As the titles suggests, I'm looking into whether it's possible or not to load balance Universal Forwarder hosts that are also hosting rsyslog.
I want to pointedly ask, Is there anyone here doing something like this?
The rsyslog config on each host is quite complex.. I'm using 9 different custom ports for up to 20 different source devices. If you are curious its setup like such: port xxxx used for PDU's, port cccc used for switches, port vvvv for routers, etc, etc. The Universal Forwarders then sent the data directly to Splunk Cloud.
It's likely not the best, and is certainly not pretty but it gets the job done. Currently there is 2 dedicated UF hosts for two physical sites. These sites are being combined into a single colo, hence the LB question.
Thanks!
So Im understanding here that yeah, syslog itself doesn't lend well to being balanced. Splunk Universal forwarder should not be used to receive Syslog traffic, but a Heavy forwarder "can".
And if I wanted to load balance a pair of Splunk UF's then I should setup a real load balancer.. And if I want to LB syslog, should also setup a real LB and have the syslog and splunk functions on dedicated hosts. this look accurate?

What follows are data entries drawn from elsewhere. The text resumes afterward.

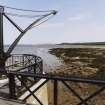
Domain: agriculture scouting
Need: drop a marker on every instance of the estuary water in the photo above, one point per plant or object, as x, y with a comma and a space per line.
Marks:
50, 62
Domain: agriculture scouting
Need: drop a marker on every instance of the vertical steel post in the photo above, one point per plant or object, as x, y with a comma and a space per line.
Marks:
2, 61
12, 86
55, 92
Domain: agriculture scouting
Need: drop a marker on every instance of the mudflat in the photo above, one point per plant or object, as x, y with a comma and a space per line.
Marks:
81, 62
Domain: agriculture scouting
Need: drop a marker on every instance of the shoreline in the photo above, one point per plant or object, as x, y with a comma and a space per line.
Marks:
86, 62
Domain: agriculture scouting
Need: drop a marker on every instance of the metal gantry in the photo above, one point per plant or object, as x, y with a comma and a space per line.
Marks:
5, 55
26, 62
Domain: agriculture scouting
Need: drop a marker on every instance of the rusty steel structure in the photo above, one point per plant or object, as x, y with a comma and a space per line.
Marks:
23, 71
15, 62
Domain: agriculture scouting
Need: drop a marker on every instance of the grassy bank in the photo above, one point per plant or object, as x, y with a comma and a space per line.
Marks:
82, 62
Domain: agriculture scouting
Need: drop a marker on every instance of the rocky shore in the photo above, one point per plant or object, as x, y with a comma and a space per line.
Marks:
82, 62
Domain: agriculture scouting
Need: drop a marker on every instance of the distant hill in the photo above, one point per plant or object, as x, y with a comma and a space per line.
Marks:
87, 43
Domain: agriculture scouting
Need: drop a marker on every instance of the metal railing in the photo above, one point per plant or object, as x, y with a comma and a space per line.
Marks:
65, 80
24, 62
23, 71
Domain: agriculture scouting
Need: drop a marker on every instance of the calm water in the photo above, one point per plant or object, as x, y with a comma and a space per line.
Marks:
50, 61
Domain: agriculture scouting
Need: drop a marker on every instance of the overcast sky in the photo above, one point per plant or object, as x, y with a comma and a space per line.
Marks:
76, 21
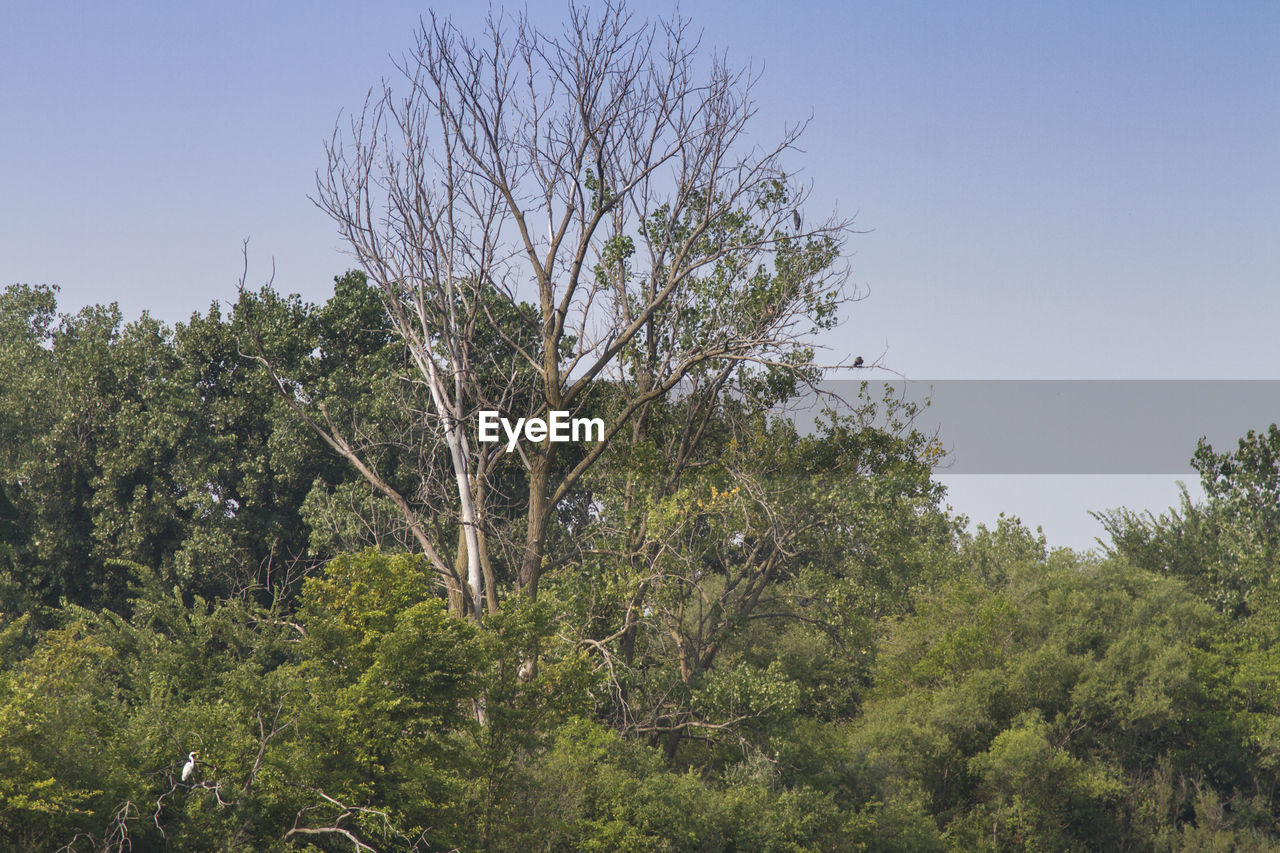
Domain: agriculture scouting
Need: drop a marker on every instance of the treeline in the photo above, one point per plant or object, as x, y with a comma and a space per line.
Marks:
778, 642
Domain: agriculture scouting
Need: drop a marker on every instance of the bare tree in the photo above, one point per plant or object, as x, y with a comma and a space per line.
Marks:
545, 211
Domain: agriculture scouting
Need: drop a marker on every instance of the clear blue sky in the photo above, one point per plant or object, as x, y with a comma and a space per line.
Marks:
1086, 190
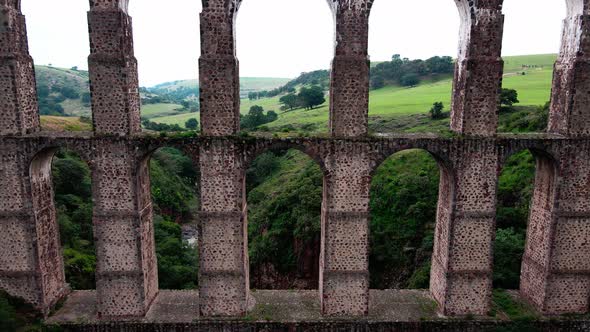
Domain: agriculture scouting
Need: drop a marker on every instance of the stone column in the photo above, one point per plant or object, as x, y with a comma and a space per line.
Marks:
569, 114
479, 67
31, 262
461, 277
18, 98
223, 237
344, 266
555, 274
126, 263
349, 87
218, 69
113, 69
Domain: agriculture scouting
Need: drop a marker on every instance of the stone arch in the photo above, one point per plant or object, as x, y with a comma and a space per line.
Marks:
306, 272
541, 221
146, 203
445, 194
48, 240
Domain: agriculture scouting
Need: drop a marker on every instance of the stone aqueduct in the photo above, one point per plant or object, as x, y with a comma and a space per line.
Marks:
555, 274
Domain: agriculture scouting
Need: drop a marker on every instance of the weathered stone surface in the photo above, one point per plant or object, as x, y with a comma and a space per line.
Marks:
114, 84
555, 274
569, 113
479, 67
19, 113
349, 88
218, 69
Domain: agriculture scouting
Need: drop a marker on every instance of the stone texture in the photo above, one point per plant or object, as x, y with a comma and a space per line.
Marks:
218, 69
223, 254
479, 67
18, 107
114, 84
569, 98
555, 274
349, 87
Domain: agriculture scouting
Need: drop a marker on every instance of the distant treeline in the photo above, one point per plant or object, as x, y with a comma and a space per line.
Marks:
402, 71
320, 78
406, 72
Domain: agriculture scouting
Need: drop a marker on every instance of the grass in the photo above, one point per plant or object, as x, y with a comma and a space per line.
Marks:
391, 108
178, 119
62, 123
388, 104
150, 111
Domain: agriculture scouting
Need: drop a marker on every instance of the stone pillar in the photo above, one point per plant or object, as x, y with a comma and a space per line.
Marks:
344, 266
461, 277
218, 69
479, 67
126, 263
569, 114
223, 237
555, 274
113, 69
349, 87
31, 262
18, 106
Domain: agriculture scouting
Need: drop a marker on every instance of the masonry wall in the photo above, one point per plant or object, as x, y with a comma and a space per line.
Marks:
555, 275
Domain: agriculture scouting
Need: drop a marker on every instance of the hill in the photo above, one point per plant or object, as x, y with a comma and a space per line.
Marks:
63, 92
391, 107
189, 87
530, 75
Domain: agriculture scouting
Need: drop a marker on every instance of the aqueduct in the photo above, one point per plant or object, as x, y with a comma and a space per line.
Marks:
556, 265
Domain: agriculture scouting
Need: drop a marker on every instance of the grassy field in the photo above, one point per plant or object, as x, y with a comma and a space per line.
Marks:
386, 104
61, 123
390, 102
150, 111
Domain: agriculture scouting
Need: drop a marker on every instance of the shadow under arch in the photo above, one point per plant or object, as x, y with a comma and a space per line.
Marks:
523, 218
410, 203
168, 180
284, 224
61, 175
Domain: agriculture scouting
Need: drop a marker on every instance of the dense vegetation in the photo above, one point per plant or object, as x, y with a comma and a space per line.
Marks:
284, 192
174, 197
406, 72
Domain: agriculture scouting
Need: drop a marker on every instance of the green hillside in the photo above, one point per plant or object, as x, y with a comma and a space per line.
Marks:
63, 91
247, 84
389, 103
530, 75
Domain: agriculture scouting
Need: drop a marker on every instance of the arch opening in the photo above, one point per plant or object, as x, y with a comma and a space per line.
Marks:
61, 69
284, 193
526, 188
169, 98
284, 65
62, 200
407, 193
529, 52
170, 184
408, 77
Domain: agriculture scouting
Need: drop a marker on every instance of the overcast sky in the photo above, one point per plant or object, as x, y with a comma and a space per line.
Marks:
280, 38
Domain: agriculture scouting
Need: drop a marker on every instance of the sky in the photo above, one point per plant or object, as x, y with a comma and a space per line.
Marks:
280, 38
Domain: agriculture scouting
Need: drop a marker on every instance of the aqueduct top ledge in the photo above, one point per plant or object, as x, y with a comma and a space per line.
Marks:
375, 149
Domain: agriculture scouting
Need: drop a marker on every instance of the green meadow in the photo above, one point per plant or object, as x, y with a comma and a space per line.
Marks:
530, 75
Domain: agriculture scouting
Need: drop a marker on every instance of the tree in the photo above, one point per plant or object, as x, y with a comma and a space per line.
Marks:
409, 79
311, 97
290, 101
436, 111
192, 124
508, 97
377, 81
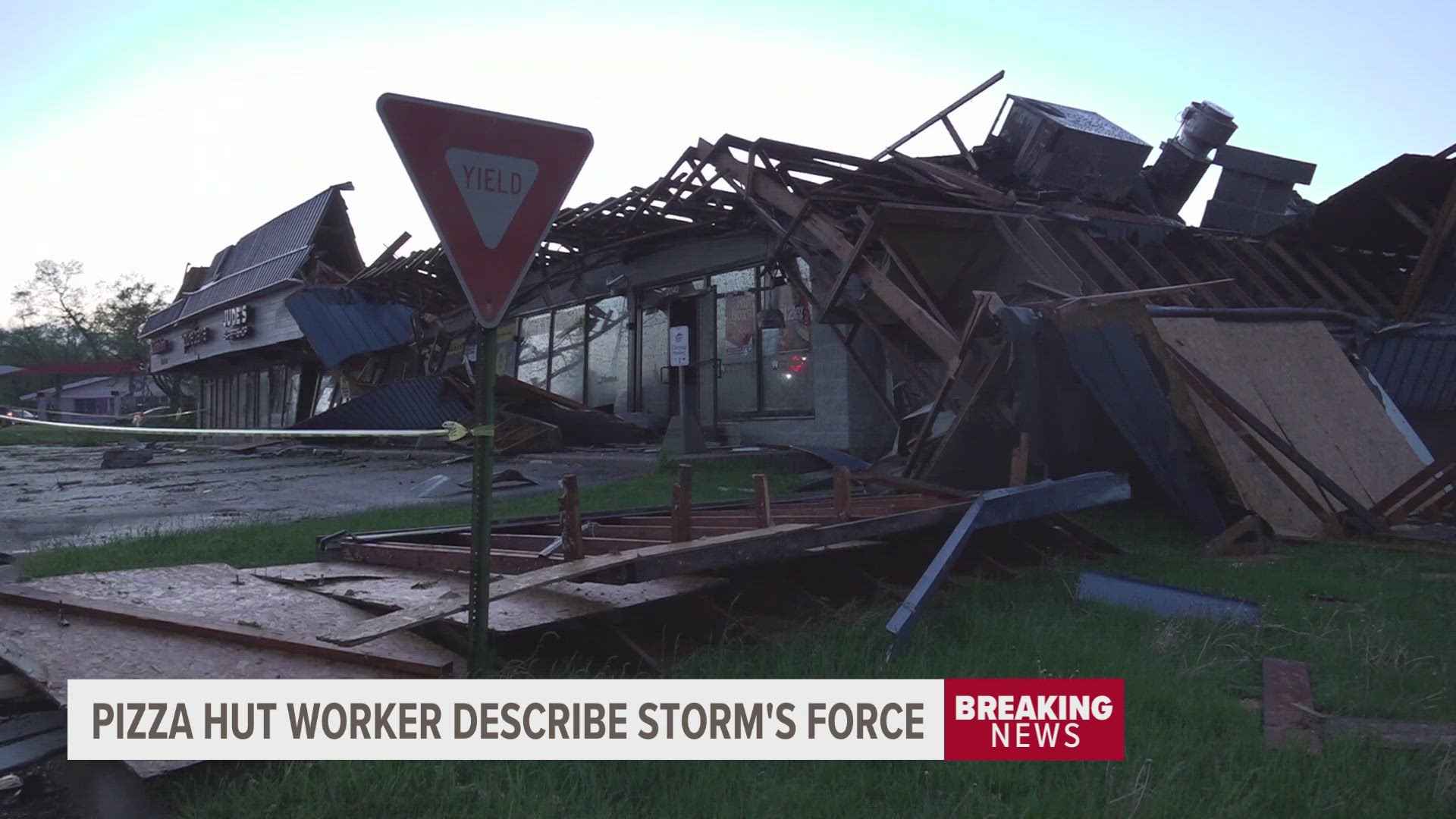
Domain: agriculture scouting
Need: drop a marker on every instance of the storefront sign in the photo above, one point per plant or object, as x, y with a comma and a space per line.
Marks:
196, 335
237, 322
677, 347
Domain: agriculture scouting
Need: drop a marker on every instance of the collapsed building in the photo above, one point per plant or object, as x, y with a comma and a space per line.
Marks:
229, 328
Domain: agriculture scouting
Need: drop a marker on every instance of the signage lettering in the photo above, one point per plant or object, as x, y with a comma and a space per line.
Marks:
196, 335
492, 180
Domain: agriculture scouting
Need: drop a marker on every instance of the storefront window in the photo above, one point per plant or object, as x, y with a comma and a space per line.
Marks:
533, 356
607, 353
788, 365
737, 341
568, 352
654, 357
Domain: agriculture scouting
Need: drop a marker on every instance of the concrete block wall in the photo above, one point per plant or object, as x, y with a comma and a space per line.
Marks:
846, 414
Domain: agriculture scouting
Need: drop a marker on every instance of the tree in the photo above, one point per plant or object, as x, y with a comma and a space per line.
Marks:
107, 328
55, 297
120, 316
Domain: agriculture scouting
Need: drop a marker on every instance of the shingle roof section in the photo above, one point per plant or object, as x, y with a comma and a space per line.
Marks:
264, 259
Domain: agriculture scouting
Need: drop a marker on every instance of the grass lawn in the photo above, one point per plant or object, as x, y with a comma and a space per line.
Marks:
15, 435
1372, 626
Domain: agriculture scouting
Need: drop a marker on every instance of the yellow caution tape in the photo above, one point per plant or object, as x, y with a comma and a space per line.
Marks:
193, 431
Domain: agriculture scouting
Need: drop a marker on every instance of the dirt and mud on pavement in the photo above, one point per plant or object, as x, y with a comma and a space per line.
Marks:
60, 494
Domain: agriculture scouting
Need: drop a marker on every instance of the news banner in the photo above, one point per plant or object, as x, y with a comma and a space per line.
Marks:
599, 719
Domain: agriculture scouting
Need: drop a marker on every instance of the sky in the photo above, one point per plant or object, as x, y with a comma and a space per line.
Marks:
143, 136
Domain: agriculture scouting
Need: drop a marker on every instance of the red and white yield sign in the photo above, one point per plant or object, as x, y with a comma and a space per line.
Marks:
491, 184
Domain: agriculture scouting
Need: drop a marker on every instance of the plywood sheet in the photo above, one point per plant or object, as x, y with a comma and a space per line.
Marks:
1258, 490
52, 649
405, 588
1298, 381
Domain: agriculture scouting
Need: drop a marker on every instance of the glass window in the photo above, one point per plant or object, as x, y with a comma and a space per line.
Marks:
654, 357
607, 352
506, 347
568, 353
788, 363
739, 347
530, 365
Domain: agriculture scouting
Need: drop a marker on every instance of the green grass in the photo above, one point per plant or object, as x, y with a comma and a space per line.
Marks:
1194, 736
273, 544
31, 435
1373, 627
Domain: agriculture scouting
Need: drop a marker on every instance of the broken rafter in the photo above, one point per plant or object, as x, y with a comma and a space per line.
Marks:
943, 117
1435, 245
935, 335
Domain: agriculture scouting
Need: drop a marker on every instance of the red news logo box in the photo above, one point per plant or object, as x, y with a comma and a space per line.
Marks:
1034, 719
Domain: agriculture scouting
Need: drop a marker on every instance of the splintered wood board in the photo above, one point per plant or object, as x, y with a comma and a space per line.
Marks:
408, 588
85, 646
1298, 381
52, 649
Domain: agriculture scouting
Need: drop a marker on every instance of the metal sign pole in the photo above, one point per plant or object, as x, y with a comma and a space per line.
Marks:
484, 433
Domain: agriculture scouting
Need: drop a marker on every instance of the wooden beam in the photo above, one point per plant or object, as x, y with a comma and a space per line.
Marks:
1055, 243
1188, 276
762, 504
1144, 293
1410, 216
1110, 264
682, 513
1267, 457
1150, 270
952, 373
909, 484
1293, 297
934, 334
1289, 704
570, 504
842, 491
1414, 483
1436, 242
944, 112
1324, 482
1321, 295
1019, 457
156, 620
1354, 279
438, 610
967, 404
848, 268
1354, 300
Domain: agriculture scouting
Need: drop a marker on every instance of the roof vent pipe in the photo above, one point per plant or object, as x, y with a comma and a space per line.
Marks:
1184, 158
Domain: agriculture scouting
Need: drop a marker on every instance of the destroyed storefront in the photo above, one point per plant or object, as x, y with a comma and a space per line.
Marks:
588, 331
231, 328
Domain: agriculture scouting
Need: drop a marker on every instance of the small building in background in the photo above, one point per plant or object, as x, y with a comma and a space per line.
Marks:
229, 327
98, 400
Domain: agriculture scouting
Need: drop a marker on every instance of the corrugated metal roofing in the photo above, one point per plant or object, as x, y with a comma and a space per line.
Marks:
1362, 215
1417, 368
341, 322
411, 404
267, 257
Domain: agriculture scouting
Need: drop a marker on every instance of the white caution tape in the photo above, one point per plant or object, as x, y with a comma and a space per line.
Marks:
96, 414
452, 428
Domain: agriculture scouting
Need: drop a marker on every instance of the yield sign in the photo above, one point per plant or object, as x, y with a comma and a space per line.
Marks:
491, 184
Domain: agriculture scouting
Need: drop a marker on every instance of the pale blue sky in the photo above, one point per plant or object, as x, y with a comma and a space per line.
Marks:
145, 136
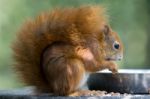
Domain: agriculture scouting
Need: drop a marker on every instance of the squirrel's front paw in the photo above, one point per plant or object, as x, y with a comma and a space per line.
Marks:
112, 66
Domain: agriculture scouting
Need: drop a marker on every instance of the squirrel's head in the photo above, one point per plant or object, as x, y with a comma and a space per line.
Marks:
92, 23
113, 46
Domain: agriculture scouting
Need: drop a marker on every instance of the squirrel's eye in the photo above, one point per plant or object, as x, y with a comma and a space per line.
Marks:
116, 45
106, 29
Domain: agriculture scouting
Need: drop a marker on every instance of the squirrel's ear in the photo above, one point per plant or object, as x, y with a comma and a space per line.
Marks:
106, 30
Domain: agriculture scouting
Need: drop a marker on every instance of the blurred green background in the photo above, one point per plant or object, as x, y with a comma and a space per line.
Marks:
130, 18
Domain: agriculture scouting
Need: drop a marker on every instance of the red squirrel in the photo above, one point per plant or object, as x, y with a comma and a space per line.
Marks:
55, 51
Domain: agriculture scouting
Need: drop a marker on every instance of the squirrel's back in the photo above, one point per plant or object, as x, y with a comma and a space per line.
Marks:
59, 25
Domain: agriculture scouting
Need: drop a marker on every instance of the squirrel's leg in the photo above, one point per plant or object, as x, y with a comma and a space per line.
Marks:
63, 70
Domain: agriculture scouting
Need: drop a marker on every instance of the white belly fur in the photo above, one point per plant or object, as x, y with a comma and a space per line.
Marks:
82, 84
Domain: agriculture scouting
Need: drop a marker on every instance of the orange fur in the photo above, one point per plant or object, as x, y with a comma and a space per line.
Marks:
53, 51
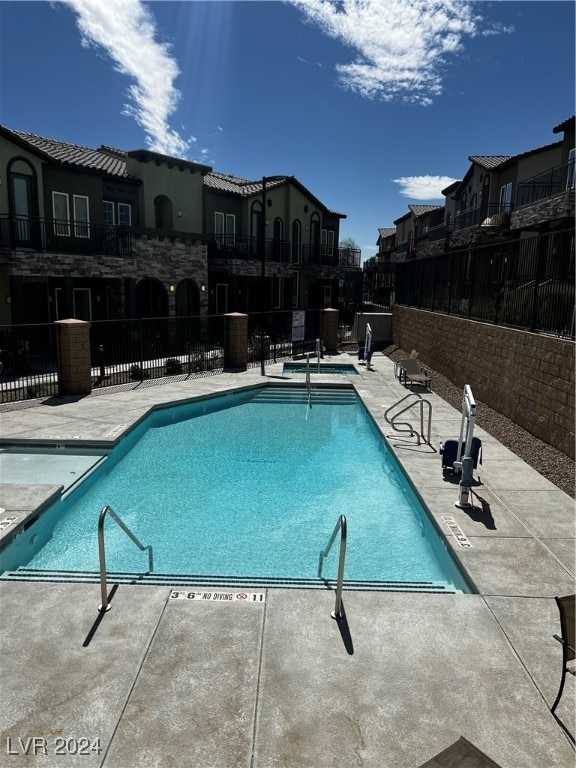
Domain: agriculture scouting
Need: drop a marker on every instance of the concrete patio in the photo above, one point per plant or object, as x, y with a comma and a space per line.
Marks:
277, 683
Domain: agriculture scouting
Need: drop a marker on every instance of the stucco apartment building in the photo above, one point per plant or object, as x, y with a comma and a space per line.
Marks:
104, 233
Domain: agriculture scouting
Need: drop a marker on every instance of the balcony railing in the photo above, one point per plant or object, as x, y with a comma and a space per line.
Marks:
239, 247
60, 236
485, 216
331, 255
547, 184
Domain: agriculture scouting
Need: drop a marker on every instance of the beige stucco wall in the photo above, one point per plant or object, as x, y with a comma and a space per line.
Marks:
525, 376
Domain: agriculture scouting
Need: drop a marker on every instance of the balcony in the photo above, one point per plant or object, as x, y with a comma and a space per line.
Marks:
483, 216
59, 236
547, 184
247, 248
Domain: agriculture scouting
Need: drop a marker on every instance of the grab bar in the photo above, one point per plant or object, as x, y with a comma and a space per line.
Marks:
106, 510
420, 401
340, 526
308, 385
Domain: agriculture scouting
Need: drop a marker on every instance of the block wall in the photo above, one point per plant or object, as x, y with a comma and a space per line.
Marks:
525, 376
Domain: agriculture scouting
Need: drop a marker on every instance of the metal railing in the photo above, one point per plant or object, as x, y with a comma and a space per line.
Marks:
547, 184
247, 248
340, 527
62, 236
106, 510
392, 420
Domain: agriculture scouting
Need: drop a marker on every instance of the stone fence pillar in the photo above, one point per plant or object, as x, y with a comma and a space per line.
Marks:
74, 376
330, 337
236, 341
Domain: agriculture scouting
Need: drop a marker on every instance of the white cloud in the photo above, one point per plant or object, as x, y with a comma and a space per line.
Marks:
423, 187
401, 45
126, 31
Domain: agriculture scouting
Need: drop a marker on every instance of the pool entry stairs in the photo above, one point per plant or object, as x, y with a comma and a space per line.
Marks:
224, 582
299, 395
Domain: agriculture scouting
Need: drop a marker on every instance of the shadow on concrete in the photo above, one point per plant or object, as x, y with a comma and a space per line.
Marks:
342, 622
481, 514
101, 614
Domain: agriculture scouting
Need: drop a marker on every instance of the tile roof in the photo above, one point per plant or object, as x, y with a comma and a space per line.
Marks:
419, 210
563, 126
111, 162
489, 162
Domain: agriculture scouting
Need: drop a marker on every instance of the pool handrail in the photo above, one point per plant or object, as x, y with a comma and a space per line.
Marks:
337, 613
106, 510
392, 420
308, 386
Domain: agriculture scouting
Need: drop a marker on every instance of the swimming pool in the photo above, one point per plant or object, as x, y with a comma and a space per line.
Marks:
248, 486
346, 369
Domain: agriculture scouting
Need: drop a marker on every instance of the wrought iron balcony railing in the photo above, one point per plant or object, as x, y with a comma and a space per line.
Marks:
60, 236
547, 184
331, 255
246, 248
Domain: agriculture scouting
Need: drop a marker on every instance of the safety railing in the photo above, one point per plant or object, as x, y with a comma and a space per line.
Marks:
340, 527
106, 510
417, 400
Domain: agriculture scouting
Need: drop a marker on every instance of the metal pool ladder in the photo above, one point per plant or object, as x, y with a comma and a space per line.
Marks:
417, 400
340, 526
106, 510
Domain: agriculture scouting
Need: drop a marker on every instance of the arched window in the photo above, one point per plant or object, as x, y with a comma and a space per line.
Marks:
296, 241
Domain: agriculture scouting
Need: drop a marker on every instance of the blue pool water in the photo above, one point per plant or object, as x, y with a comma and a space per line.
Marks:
248, 485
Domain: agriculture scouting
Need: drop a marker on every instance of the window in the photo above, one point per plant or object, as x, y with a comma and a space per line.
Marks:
296, 242
81, 216
221, 298
570, 177
277, 291
225, 228
295, 289
108, 217
327, 239
124, 214
61, 213
505, 197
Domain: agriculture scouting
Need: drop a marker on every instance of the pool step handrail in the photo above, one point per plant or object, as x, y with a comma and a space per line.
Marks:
417, 400
106, 510
337, 613
308, 385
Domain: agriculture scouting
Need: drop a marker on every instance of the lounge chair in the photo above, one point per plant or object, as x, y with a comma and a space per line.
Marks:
568, 640
409, 370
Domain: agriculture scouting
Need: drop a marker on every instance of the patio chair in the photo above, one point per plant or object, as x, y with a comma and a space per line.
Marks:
568, 640
409, 370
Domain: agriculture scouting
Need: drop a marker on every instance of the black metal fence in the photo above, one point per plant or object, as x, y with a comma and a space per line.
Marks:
132, 351
124, 351
28, 361
526, 283
272, 332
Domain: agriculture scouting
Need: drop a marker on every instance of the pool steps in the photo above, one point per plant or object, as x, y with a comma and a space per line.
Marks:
299, 395
221, 582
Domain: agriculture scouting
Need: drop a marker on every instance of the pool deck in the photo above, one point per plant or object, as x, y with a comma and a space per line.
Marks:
279, 684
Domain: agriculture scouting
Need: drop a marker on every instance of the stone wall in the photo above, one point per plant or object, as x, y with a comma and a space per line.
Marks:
525, 376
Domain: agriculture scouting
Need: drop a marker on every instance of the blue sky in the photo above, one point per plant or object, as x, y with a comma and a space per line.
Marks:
371, 104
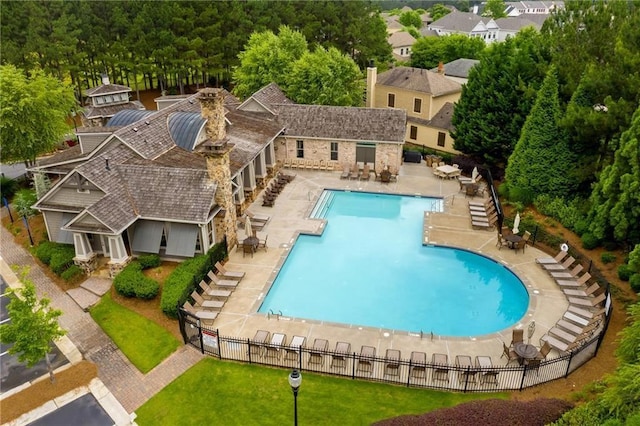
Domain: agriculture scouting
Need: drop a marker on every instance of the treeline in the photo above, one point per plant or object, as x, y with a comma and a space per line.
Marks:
172, 44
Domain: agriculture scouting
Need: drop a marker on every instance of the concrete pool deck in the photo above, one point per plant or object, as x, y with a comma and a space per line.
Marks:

The question is whether you really want LB or do you mistake it with HA.
And receiving syslogs directly on Splunk box regardless of if it's UF or HF is not a great idea.
No not confusing the two.. I'm well aware of the differences. My scenario is that I have about a hundred devices all sending syslog data between two receivers in two sites currently. Which is then picked up by two UF's and then forwarded to Splunk Cloud.
When those two sites get rolled up together into a single colo I'll need to combine them (for lack of better words). Hence the load balancing. HA would be fine, if I could determine if both UF and rsyslog could be operated in a high availability setting. Pretty sure the former is possible.. the latter though not from what I understand.
Ok, from the start. The source.
Syslog is meant as a simple, low overhead protocol for sending data "locally".
The source typically can send events to one destination. Some sources can send the same event to multiple destinations at the same time (sometimes in different formats).
And that's it.
You can't do any load-balancing on the source level. At least I've never seen a source capable of something like that and I've seen quite a few.
Oh, and if you're sending udp syslogs, you can't verify reachability.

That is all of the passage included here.